Dad was the communications officer for the 7th Fleet, aboard the flagship USS *Oklahoma City (CLG-5). I don’t remember where this took place, but an admiral visited the ship with his daughter. (I guess it was a different admiral, otherwise he would have been on this flagship.) The admiral wanted someone to escort his daughter and show her a good time while he took care of official business, so my dad was assigned to the task. He “borrowed” the Captain’s gig and took her water skiing. The admiral was impressed that his daughter was shown such a good time, so he sent a “thank you” note to the Captain. Unfortunately, the Captain was a real “by the book” type, and also a bit of a worrier. After reading the admiral’s missive he got on the PA: “Lieutenant. [L.A.], report to the bridge!” :eek: (Since dad had gotten on the admiral’s good side, he just got a stern warning “There could have been sharks out there!” and an admonition not to do it again.)

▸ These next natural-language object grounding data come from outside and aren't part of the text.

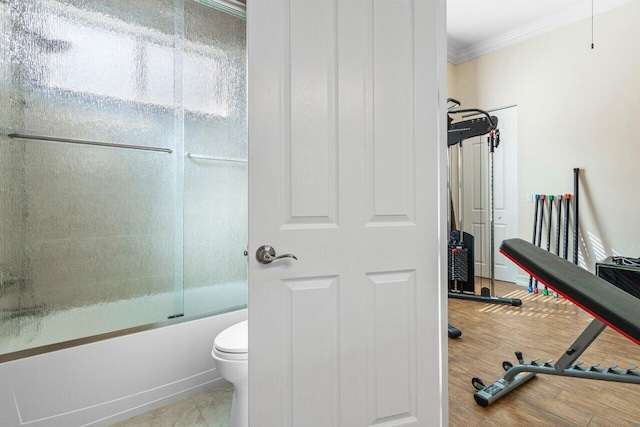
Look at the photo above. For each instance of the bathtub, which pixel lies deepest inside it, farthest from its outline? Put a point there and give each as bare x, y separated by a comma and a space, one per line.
104, 382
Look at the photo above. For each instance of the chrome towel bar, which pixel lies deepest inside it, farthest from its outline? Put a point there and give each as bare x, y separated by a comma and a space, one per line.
217, 159
88, 142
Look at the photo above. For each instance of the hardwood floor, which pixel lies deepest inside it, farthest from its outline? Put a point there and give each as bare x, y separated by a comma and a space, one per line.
542, 327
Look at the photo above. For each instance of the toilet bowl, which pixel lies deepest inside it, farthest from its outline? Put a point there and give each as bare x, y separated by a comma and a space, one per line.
230, 353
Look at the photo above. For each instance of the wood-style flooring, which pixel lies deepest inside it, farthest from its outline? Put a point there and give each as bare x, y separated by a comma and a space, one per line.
542, 327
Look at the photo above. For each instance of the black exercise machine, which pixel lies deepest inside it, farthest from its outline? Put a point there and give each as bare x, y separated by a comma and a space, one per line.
610, 305
460, 248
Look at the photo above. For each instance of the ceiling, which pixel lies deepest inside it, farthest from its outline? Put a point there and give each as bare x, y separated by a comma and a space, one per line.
477, 27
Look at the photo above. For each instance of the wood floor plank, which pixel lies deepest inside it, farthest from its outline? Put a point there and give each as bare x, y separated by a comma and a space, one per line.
542, 327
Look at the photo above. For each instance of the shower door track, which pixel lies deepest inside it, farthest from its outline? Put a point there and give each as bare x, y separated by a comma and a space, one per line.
88, 142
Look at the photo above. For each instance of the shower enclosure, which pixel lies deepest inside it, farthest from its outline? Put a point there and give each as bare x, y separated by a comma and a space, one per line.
123, 173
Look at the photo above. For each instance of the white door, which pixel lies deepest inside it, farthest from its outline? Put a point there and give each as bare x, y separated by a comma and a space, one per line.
347, 172
476, 193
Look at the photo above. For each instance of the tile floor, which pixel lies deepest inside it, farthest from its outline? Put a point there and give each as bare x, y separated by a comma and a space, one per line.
209, 408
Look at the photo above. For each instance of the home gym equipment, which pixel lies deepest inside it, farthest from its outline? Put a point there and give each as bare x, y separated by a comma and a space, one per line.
558, 222
533, 240
623, 272
545, 290
565, 234
460, 248
576, 179
539, 239
610, 306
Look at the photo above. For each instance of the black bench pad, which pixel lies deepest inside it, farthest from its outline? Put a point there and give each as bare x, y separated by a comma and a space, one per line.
603, 300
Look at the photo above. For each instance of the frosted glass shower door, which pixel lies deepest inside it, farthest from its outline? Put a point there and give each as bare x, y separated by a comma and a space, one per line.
215, 173
90, 235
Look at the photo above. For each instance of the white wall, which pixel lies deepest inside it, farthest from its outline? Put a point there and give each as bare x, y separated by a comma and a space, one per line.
108, 381
577, 107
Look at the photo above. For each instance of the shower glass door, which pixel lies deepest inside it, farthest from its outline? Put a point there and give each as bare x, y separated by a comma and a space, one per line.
105, 222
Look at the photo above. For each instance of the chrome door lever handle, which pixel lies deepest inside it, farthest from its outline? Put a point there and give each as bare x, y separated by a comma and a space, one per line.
266, 255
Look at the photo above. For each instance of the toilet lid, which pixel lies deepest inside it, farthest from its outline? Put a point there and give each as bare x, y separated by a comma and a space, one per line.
234, 339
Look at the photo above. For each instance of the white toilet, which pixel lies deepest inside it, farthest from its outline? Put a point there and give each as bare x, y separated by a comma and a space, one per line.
230, 352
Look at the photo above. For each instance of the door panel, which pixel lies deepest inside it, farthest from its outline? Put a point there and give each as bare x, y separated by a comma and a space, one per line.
477, 197
347, 173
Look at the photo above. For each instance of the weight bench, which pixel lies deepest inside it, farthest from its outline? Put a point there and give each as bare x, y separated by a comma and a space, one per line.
609, 305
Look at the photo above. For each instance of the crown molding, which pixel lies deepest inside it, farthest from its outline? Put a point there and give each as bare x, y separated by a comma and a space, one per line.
458, 55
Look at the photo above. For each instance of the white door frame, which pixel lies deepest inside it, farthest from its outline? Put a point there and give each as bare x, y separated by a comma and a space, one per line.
476, 193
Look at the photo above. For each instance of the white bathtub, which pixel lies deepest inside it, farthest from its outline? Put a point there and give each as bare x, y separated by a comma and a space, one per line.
104, 382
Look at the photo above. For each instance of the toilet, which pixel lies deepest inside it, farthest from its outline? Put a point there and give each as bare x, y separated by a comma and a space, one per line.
230, 353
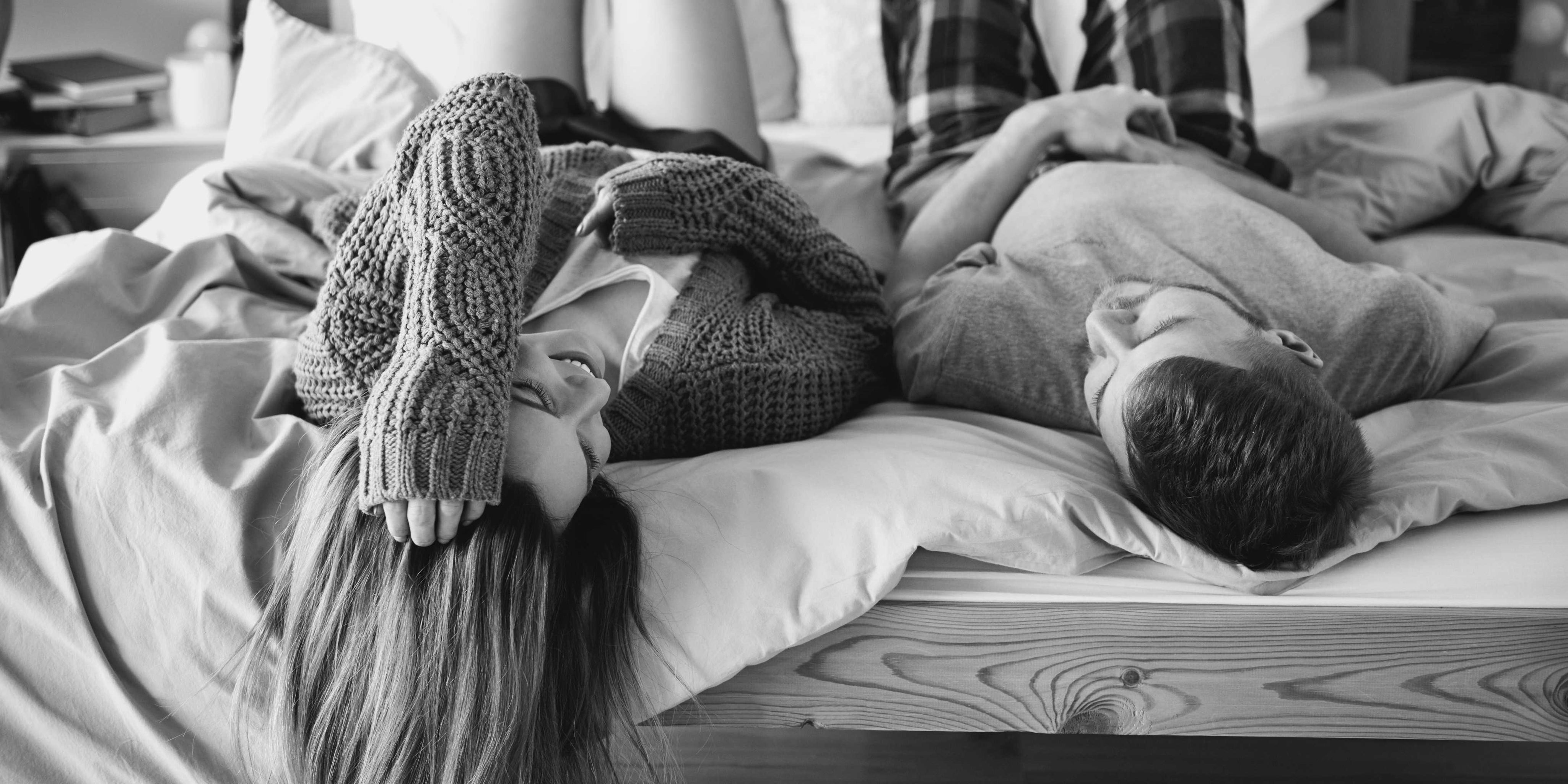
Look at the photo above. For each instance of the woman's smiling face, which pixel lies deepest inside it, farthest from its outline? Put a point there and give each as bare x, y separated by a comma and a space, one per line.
556, 438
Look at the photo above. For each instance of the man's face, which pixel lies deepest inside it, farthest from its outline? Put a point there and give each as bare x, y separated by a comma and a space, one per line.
1136, 324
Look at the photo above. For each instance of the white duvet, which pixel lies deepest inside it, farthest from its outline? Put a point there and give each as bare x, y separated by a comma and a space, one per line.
146, 457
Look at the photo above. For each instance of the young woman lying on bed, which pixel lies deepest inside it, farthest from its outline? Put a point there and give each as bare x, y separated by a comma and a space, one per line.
479, 353
479, 364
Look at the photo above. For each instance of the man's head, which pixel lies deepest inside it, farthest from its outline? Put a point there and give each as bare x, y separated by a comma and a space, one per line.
1220, 427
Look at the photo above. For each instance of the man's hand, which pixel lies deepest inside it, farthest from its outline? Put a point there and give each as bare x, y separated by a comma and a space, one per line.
429, 521
1104, 123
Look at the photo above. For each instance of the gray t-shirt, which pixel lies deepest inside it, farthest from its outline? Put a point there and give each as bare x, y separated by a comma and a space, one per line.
1001, 330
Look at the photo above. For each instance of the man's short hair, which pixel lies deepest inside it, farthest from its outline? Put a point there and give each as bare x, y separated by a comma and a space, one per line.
1258, 466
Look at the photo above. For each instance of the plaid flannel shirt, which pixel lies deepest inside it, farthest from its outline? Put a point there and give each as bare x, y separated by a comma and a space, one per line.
957, 68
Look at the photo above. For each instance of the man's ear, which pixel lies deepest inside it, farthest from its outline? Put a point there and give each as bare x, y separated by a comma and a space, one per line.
1297, 347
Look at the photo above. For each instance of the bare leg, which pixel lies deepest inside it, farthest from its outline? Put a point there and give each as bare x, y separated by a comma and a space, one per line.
534, 40
683, 63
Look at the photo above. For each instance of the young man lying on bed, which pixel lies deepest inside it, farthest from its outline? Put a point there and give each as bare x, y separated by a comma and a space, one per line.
1169, 295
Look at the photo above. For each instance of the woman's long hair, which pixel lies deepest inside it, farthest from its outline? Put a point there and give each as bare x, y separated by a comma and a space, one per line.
503, 656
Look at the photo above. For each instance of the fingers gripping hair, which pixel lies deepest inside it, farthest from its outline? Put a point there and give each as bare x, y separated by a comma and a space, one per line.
504, 656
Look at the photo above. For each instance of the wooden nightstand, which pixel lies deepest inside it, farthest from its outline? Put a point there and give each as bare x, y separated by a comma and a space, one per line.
120, 178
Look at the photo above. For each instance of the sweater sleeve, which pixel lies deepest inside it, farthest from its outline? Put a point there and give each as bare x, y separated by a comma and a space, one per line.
738, 369
678, 203
419, 314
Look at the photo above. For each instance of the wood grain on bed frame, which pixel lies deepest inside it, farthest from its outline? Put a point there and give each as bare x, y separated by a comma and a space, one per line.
1153, 669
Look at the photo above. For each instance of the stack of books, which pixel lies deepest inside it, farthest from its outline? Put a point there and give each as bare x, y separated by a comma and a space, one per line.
82, 95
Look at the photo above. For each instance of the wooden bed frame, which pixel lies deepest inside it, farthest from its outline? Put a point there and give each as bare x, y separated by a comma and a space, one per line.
1156, 669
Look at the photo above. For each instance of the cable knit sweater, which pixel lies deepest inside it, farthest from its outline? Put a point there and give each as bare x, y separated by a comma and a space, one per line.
778, 335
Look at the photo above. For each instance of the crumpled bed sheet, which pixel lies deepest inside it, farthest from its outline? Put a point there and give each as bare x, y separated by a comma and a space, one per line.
146, 460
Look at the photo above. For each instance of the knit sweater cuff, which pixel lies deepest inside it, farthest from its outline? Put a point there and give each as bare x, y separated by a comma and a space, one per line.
648, 215
430, 438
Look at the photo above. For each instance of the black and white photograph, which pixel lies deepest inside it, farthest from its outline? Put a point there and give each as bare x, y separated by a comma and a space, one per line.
783, 391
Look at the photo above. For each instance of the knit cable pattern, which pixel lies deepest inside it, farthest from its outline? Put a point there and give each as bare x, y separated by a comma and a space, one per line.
421, 311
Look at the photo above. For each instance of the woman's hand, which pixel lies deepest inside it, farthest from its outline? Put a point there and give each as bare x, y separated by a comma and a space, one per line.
429, 521
1104, 123
601, 217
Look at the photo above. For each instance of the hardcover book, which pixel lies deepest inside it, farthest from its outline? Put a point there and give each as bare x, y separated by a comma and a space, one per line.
90, 77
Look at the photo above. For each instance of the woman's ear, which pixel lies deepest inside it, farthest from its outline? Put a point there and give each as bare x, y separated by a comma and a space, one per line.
1297, 347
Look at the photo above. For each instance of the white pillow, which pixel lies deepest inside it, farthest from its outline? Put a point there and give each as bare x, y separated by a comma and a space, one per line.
316, 96
841, 79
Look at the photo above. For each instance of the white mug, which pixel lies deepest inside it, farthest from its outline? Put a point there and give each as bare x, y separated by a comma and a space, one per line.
201, 85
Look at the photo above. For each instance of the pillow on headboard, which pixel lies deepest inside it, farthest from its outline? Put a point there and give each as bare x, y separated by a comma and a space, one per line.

On a more serious note, dad was Combat Aircrew in Korea on an AD-5 Skyraider AEW aircraft. The AEW aircraft were the last to land, and the aircraft before them crashed on the deck (USS Pilippine Sea, CV-47). They had to divert to the Korean mainland. They ran out of fuel on roll-out. Since they were in a fully enclosed aircraft and were not expected to shoot anything, Dad, the pilot, and the other guy were only wearing summer-weight flightsuits. When the engine quit, they lost their heater. In the Korean winter. The base was in the process of bugging out, so there was just a skeleton crew there. The aircraft had to be refuelled out of 55 gallon drums with hand pumps. The coffee must have been two days old, but it was hot. Dad said, “It was the worst cup of coffee I ever had. And the best.” After gassing up, they flew to Kimpo. I have a photo of dad and the other guys wearing fuzzy hats. The caption reads “Kimpo Detachment”. 
Thanks for the story, David Simmons. The situation sounds like a real pisser!